- Venue: Shelbourne Park
- Location: Dublin
- Start date: 9 July
- End date: 24 July
- Total prize money: £25,500 (winner)

= 1982 Irish Greyhound Derby =

The 1982 Irish Greyhound Derby took place during June and July with the final being held at Shelbourne Park in Dublin on 24 July 1982.

The winner Cooladine Super won £25,500 and was trained by Colm and Mary McGrath and owned by Siobhan Kenny. The competition was sponsored by Carrolls.

Cooladine Super was retired to stud the following month.

== Final result ==
At Shelbourne, 24 July (over 525 yards):

| Position | Winner | Breeding | Trap | SP | Time | Trainer |
|---|---|---|---|---|---|---|
| 1st | Cooladine Super | Tranquility Sea - Cooladine Ruby | 6 | 2-1f | 29.34 | Colm & Mary McGrath |
| 2nd | Milwaukee Prince | Nameless Star - Lovely Blend | 4 |  | 29.38 | Neilus Buckley |
| 3rd | Rushwee Heights | Blackers Height - Young Tina | 1 |  | 29.52 | Maureen Hurley |
| 4th | Bolton Prince | Hunday Champion - Virgil Kane | 5 |  | 29.74 | Paddy Keane |
| 5th | Lisbryan Gent | Liberty Lad - Kilcaragh Signal | 2 |  |  | Michael Conroy |
| 6th | Supreme Tiger | Knockrour Tiger - Rising Tide | 3 | 3-1 |  | Matt O'Donnell |

=== Distances ===
½, 1¾, 2¾ (lengths)

== Competition Report==
Fearless Mover was sent over from England following a decent English Derby effort. Colm McGrath had purchased a greyhound called Cooladine Super for Charlie Kavanagh after the 1981 Irish Greyhound Derby and had high hopes for him because he had won the Dundalk International. Other leading Irish contenders included the Matt O'Donnell pair of Supreme Tiger and Brilliant Merry.

McGrath had a double in the first round with Kilacalla winning in 29.12 and Cooladine Super in 29.28. Supreme Tiger and Kool Dude also won their heats. The main English hope Fearless Mover was eliminated in round two but the other big names all won, Supreme Tiger went best in 29.18.

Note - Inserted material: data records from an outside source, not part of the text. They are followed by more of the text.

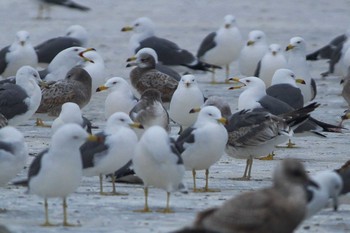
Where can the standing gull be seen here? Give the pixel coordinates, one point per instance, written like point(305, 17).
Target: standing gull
point(13, 153)
point(44, 5)
point(276, 209)
point(273, 60)
point(252, 52)
point(118, 89)
point(187, 96)
point(76, 36)
point(57, 171)
point(168, 52)
point(222, 47)
point(18, 102)
point(158, 163)
point(117, 148)
point(76, 88)
point(16, 55)
point(298, 64)
point(203, 144)
point(145, 76)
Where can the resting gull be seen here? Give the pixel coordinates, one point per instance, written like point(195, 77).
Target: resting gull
point(298, 64)
point(44, 5)
point(76, 36)
point(145, 76)
point(279, 208)
point(168, 52)
point(186, 97)
point(57, 171)
point(16, 55)
point(118, 89)
point(252, 52)
point(18, 102)
point(158, 163)
point(117, 148)
point(76, 88)
point(13, 153)
point(222, 47)
point(203, 144)
point(273, 60)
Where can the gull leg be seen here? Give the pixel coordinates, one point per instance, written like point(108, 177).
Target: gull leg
point(145, 209)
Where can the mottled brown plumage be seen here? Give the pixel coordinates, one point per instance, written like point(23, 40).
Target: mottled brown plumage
point(145, 76)
point(76, 88)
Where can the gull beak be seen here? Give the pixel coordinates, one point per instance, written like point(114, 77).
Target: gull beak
point(81, 54)
point(101, 88)
point(194, 110)
point(299, 80)
point(127, 29)
point(222, 120)
point(136, 125)
point(250, 42)
point(133, 58)
point(289, 47)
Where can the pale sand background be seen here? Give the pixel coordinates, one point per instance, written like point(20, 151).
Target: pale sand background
point(186, 23)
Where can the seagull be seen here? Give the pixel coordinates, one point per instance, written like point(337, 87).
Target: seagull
point(76, 88)
point(57, 171)
point(18, 102)
point(330, 185)
point(252, 52)
point(149, 111)
point(273, 60)
point(168, 52)
point(298, 64)
point(222, 47)
point(76, 36)
point(161, 68)
point(63, 62)
point(117, 148)
point(158, 163)
point(44, 5)
point(279, 208)
point(13, 153)
point(284, 87)
point(186, 97)
point(118, 89)
point(71, 113)
point(16, 55)
point(203, 144)
point(145, 76)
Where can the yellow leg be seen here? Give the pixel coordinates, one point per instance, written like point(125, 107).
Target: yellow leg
point(146, 208)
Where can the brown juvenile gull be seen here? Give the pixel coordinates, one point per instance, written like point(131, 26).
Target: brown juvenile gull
point(276, 209)
point(145, 76)
point(76, 88)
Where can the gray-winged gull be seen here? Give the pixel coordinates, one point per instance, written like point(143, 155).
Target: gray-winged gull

In one of the quarter-finals Supreme Tiger and Cooladine Super but Kool Dude was eliminated from the competition. There was a surprise in the first semi-final after Rushwee Heights defeated Supreme Tiger in 29.18. In the second semi-final a puppy called Milwaukee Prince won by 17 lengths after a terrible mess of a race, Lisbryan Gent claimed second place. Finally Cooladine Super gained victory from Bolton Prince.

In the final Supreme Tiger came away first from trap three but Cooladine Super drawn in a perfect trap six for the third consecutive race overtook him on the back straight. Milwaukee Prince, Bolton Prince and Rushwee Heights all started to make headway but Cooladine Super stayed on to win with Supreme Tiger fading badly. A post competition criticism was that only one trap one winner materialised in 46 races.